THE KEY factor in persuading the Irish electorate to ratify the Lisbon Treaty in the second referendum was a sense of vulnerability arising out of the economic crisis, Minister for Foreign Affairs Micheál Martin said in Dublin yesterday.
“The key theme to emerge in the research was the sense of economic vulnerability,” the Minister told the annual international affairs conference at the Royal Irish Academy.
“In terms of the ‘switcher’, the person who changed from voting No the last time to Yes this time, the economic crisis was a big factor and had impact on the politics of Ireland’s engagement with Europe.
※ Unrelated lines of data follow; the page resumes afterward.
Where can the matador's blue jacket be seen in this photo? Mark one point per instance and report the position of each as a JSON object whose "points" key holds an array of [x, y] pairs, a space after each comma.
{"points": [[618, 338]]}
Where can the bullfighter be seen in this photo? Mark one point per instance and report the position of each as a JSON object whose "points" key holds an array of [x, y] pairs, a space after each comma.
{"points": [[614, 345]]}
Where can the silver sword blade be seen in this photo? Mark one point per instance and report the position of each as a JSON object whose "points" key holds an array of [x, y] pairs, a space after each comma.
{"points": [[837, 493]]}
That does suggest though for the future that we have significant work to do, to re-engage with significant cohorts of our own population in terms of the European Union.
“A lot of the statistics that came out of the research into the last referendum [in June 2008] indicate that those under 40 do not have the same enthusiasm as older generations would have for the European ideal.” He added: “The economic crisis had a very fundamental impact on the state of mind of the voter in Ireland.”
People had “the sense that collectively working with our European colleagues actually was the best way out of the current crisis, that we couldn’t do it on our own”.
In a question and answer session, Rose Drea, a postgraduate student of international relations at University College Cork, told the Minister that among her generation of 18- to 24-year-olds, “nobody knew what it [the referendum] was about”.
Mr Martin responded: “What does the EU call its research programme? SP7. Now go out there to Dawson Street in an hour’s time and ask anyone walking up and down: ‘Isn’t SP7 a wonderful programme?’ It’s €50 billion. But the EU has done its best to hide it from the public.”
The Minister also complained about the use of esoteric acronyms like Gaerc (general affairs and external relations council) – the foreign ministers’ forum – and Coreper (the committee of permanent representatives) which is made up of senior civil servants.
Prof Valur Ingimundarson from the University of Iceland said responsibility for the economic collapse in his country was placed on those in charge of the banks and major firms, but “the political elite however, was also heavily implicated because of its negligence and collusion with business interests”.
“Many other social groups behaved irresponsibly,” he said, including academics who were “also complicit”. But the scale of the crisis would not have been so colossal were it not for “the recklessness of the business elite”.